山陰でも屈指の“グルメの町”として知られる、島根県邑南町(おおなんちょう)。豊かな自然の恵みを受けて育った食材は品質も良く、そのおいしさから邑南町は「A級グルメのまち」とも称され、県内外から多くの食ツウが訪れます。極上のグルメと併せて大自然を体感できるスポットを巡れば、きっと大満足な一日を過ごせるはずです。

<10:30>大自然のパワースポット!名瀑「赤馬滝」でマイナスイオンを全身に浴びよう!

邑南町の街なかから車でおよそ30分。午前中に訪れておきたいのが、美しい滝が流れる名所「赤馬滝(あかばだき)」です。約20メートルの高さから流れ落ちる水を間近で眺めることができ、迫力満点!しかも、滝の裏側にまで入れる珍しい滝です。ここまで自由に間近で見られる滝もなかなかありません。マイナスイオンを全身に浴びながら、邑南町の大自然を五感で楽しめるスポットです。
▲迫力のある滝を間近で眺められる
▲道中は滑りやすい場所もあるので、足元に充分気をつけて進もう
▲滝の手前に架かる赤い橋は、格好の撮影スポット。人物にピントを当てると素敵な一枚が撮れそう

「島根の名水百選」にも選ばれるなど、水質も折り紙付き。

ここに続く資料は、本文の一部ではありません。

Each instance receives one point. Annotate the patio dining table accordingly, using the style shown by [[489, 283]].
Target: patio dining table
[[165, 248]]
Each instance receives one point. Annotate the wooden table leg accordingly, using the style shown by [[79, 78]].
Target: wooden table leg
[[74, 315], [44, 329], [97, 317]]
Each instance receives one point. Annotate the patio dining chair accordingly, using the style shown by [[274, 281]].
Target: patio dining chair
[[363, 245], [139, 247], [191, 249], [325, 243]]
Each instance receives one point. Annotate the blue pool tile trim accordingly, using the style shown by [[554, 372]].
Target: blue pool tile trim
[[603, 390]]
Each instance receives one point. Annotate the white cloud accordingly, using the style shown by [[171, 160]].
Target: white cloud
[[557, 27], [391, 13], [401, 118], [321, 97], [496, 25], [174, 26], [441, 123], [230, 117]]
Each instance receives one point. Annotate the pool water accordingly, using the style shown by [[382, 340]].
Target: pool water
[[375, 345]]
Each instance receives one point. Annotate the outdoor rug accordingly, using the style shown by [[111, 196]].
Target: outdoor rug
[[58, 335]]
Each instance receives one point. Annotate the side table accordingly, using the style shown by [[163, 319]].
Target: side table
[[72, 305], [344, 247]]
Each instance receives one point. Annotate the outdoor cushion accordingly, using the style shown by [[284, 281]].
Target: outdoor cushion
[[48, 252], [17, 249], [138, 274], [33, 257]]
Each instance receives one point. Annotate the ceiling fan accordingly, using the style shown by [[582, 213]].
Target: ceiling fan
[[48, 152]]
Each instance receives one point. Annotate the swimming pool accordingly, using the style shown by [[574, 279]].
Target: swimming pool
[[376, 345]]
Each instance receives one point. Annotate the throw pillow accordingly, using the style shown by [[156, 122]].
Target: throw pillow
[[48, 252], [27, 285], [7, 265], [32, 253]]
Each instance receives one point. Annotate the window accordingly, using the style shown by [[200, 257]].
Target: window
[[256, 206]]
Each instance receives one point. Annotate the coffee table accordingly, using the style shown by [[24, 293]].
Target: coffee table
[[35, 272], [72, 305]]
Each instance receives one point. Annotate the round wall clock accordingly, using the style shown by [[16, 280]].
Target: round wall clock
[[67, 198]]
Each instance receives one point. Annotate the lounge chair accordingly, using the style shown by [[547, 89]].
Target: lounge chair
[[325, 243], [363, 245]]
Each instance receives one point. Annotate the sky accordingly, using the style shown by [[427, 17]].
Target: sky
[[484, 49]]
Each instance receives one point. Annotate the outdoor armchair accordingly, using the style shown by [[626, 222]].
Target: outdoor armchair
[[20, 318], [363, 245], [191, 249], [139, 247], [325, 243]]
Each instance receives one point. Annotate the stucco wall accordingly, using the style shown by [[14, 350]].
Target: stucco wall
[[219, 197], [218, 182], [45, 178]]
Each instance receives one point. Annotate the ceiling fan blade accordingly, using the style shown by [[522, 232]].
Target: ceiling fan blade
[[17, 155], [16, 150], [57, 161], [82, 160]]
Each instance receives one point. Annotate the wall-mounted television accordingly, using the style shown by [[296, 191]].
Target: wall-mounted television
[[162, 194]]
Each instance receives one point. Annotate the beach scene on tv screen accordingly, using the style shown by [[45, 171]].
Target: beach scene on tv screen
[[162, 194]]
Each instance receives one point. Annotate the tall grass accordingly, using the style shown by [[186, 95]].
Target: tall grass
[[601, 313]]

特別天然記念物に指定されている「オオサンショウウオ」の生息地であることからも、きれいな川であることが伺えます。
▲赤馬滝の歴史を伝える掲示板の足元には、こんな看板も

★「赤馬滝」の魅力をさらに知りたい方へ
YouTube動画をチェック!↓

▲「雲海も!島根・邑南町絶景めぐり」(にっぽん旅先ぐるめチャンネル by ぐるたび)


動画内チャプター:「赤馬滝へ」
  ↑
※クリックすると赤馬滝の紹介から動画が再生されます

<11:20>ランチ前に美肌祈願のための「ひしね地蔵」に立ち寄ろう

赤馬滝から街なかへ戻る道中にあるバス停「萩原」。その横に鎮座するお地蔵さまが「ひしね地蔵」です。「ひしね」とは、この地域で“手足にできるイボ”を意味する言葉で、それを良くしてくれるといわれていることから、別名「美肌地蔵」とも呼ばれています。お地蔵さまの前に置かれた石を手に取り、自分の肌の気になっている部分に触れさせてお祈りをすると、願いを叶えてくれるとか。車移動の休憩がてらに立ち寄って、美肌祈願をしてみましょう。
▲肌の気になる部分にそっと触れさせてみよう
▲場所は県道31号線沿い。「赤馬滝」から「レストランおちらと」までの道中で見つけられる

<11:30>まるでアニメの世界!古民家フレンチ「レストランおちらと」でランチを

お昼は、フレンチ料理が気軽に楽しめる地元の方にも人気のお店へ。古民家を再生した趣ある佇まいの「レストランおちらと」では、入口付近で元気なニワトリたちがお出迎えしてくれます。
▲緑のアーチやブラックボードを配したおしゃれな入口
▲のびのびとした環境で元気な卵を産むニワトリたち

建物の隣には畑が広がっていて、料理には旬の時期に収穫した自家栽培の新鮮野菜を使用。手作りにこだわった個性豊かなランチは、つい目移りしてしまうほどの魅力的な主菜が揃っています。
▲3テーブル、12席を配した店内は落ち着いた雰囲気。レトロな西洋雑貨と和雑貨が多数飾られている

メニューは、ブラックボードから主菜を選び、全てにスープとサラダ、さらにコーヒーもしくは紅茶がセットになっています。薄切り肉で野菜などを巻いた一番人気の「ポーピエッド」には、九州産の三元豚を使用。食感がやわらかく、肉の旨みをたっぷり味わうことができます。
▲「九州産三元豚のポーピエッド」(1,200円)。自家栽培の野菜と一緒に楽しもう

この日の主菜は、他にも「野菜と魚のチーズグラタン」、「トラウトサーモンのムニエル」といった魚料理のほか、「黒毛和牛赤ワイン煮込み」などの肉料理を含め全7種類から選べました。どれも店主が自信を持って提供する料理ばかりです。
▲「九州産三元豚のミラネーゼ」(1,400円)
▲じっくり煮込んだ「交雑牛のスジ肉煮込み」(1,300円)
▲人気のデザートは、飼育しているニワトリの朝採れ卵で作るプリン

古風な落ち着いた空間で、邑南町の田園風景を眺めながら手軽にフレンチが楽しめるこちらのお店。ランチにはドリンクもセットになっているので、食後もゆっくり過ごせそうです。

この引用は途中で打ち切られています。